The judge’s ruling also cites a previous case where a ruling determined that Internet users should have no expectation of privacy, largely because the IP addresses of sites they visit are provided to ISPs for routing purposes. The judge wrote that Tor users must disclose their IP address to unknowns running Tor nodes so that their packets may be routed properly. Under that context, the judge said that vulnerabilities on the network could be exploited and that could imperil the anonymity Tor promises its users.
“Under these circumstances Tor users clearly lack a reasonable expectation of privacy in their IP addresses while using the Tor network,” the judge wrote. “In other words, they are taking a significant gamble on any real expectation of privacy under these circumstances.”
The Tor Project does not see it that way, and contends that the judge did not fully understand how the network operates, specifically, the fact that while users do disclose their IP addresses to the network nodes, that data is stripped from messages as it moves through the network.
“This separation of identity from routing is key to why the court needs to consider how exactly the attackers got this person’s IP address. The problem is not simply that the attackers learned the user’s IP address,” the Tor Project said in a statement provided to Threatpost. “The problem is that they appear to have also intercepted and tampered with the user’s traffic elsewhere in the network, at a point where the traffic does not identify the user.
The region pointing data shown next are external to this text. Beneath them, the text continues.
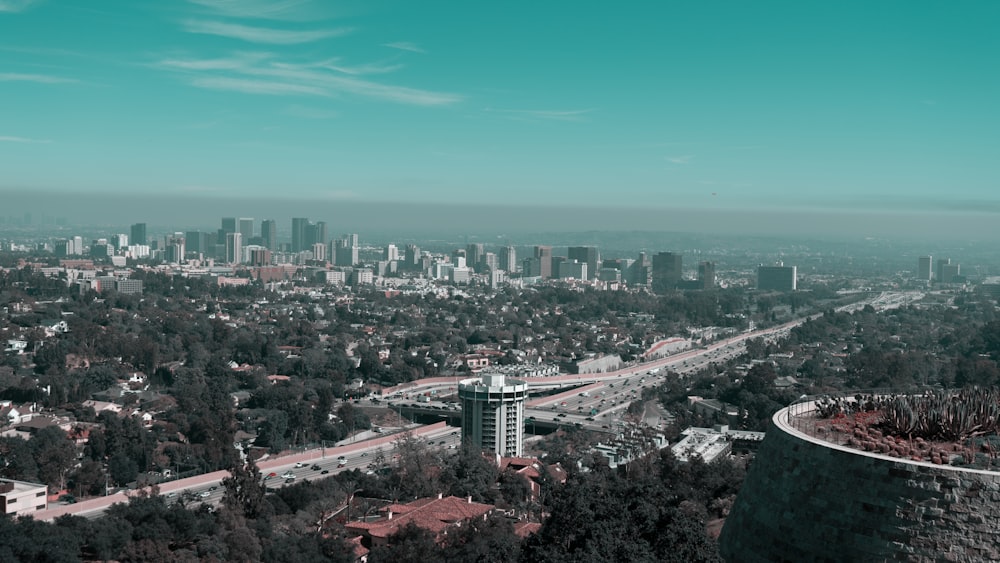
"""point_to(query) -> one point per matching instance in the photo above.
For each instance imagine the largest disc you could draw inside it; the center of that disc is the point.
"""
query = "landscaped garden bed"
(958, 428)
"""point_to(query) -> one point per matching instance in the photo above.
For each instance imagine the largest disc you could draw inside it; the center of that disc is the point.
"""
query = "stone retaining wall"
(805, 499)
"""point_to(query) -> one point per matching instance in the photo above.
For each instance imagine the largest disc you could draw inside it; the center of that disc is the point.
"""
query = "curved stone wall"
(805, 499)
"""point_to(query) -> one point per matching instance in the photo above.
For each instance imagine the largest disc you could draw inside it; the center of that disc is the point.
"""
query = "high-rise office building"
(299, 225)
(667, 271)
(939, 271)
(269, 234)
(587, 254)
(138, 234)
(412, 257)
(950, 273)
(573, 269)
(777, 278)
(319, 251)
(474, 254)
(925, 268)
(508, 259)
(315, 234)
(245, 227)
(544, 256)
(489, 262)
(346, 250)
(234, 248)
(493, 413)
(706, 275)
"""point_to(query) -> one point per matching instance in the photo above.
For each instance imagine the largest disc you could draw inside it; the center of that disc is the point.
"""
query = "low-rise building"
(20, 498)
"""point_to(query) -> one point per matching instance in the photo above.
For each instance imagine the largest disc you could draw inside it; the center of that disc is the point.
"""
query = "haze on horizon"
(849, 118)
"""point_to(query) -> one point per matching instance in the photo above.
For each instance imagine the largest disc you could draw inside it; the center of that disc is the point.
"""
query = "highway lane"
(601, 388)
(203, 483)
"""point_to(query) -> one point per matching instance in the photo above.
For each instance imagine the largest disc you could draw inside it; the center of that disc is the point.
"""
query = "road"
(357, 456)
(597, 406)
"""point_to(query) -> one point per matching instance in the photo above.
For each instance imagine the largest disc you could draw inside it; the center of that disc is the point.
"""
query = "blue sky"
(728, 105)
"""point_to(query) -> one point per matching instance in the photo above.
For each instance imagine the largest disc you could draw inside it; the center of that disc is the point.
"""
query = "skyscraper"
(346, 250)
(138, 234)
(544, 256)
(941, 263)
(474, 254)
(925, 268)
(269, 232)
(234, 248)
(508, 259)
(493, 413)
(245, 227)
(667, 270)
(299, 225)
(587, 254)
(706, 275)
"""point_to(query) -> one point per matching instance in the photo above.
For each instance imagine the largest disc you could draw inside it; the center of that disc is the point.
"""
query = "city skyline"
(714, 108)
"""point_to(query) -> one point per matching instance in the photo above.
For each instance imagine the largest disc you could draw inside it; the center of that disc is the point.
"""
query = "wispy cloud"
(260, 9)
(40, 78)
(683, 159)
(16, 5)
(405, 46)
(309, 112)
(266, 87)
(372, 68)
(265, 76)
(10, 139)
(555, 115)
(261, 34)
(234, 62)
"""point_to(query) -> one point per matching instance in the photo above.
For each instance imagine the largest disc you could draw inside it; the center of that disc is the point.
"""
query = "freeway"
(595, 400)
(596, 407)
(208, 487)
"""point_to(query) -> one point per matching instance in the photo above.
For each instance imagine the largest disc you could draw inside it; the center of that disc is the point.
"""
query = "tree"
(54, 453)
(244, 489)
(122, 468)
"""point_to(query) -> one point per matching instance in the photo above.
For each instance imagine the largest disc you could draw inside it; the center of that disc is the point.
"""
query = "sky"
(881, 106)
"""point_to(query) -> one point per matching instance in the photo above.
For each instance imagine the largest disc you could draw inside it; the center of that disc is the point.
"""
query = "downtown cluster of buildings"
(942, 271)
(242, 243)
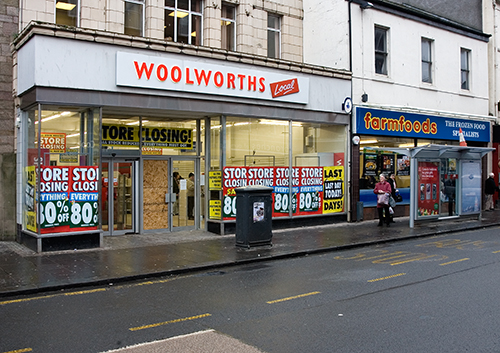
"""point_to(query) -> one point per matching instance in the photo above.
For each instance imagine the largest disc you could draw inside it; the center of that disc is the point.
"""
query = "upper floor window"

They needed to attack both places in order to link the user to his destination. This separation is how Tor provides anonymity, and it is why the previous cases about IP addresses do not apply here.”
In November, Tor Project director Roger Dingledine accused CMU of accepting a $1 million payout from the FBI for its research into breaking Tor anonymity. In July 2015, the Tor Project said attackers had been on its network for six months trying to uncloak users of Tor hidden services; Tor said it patched the vulnerabilities being exploited.
This was about a month before a talk on deanonymizing Tor users on a budget scheduled to be given at Black Hat by CMU researchers Alexander Volykin and Michael McCord was suddenly pulled from the conference by the university’s legal team. Tor Project officials surmised that the SEI researchers were the ones poking about the Tor network.
“The Tor network is secure and has only rarely been compromised. The Software Engineering Institute (“SEI”) of Carnegie Mellon University (CMU) compromised the network in early 2014 by operating relays and tampering with user traffic,” a Tor representative said. “That vulnerability, like all other vulnerabilities, was patched as soon as we learned about it. The Tor network remains the best way for users to protect their privacy and security when communicating online.”
At the time, many experts were critical of SEI for its lack of transparency, which made it impossible to determine how many Tor users were uncloaked, or how. This was especially disturbing to the Tor Project because many of its users are in oppressed regions and rely on Tor and other anonymity mechanisms for secure communication and access to the Internet.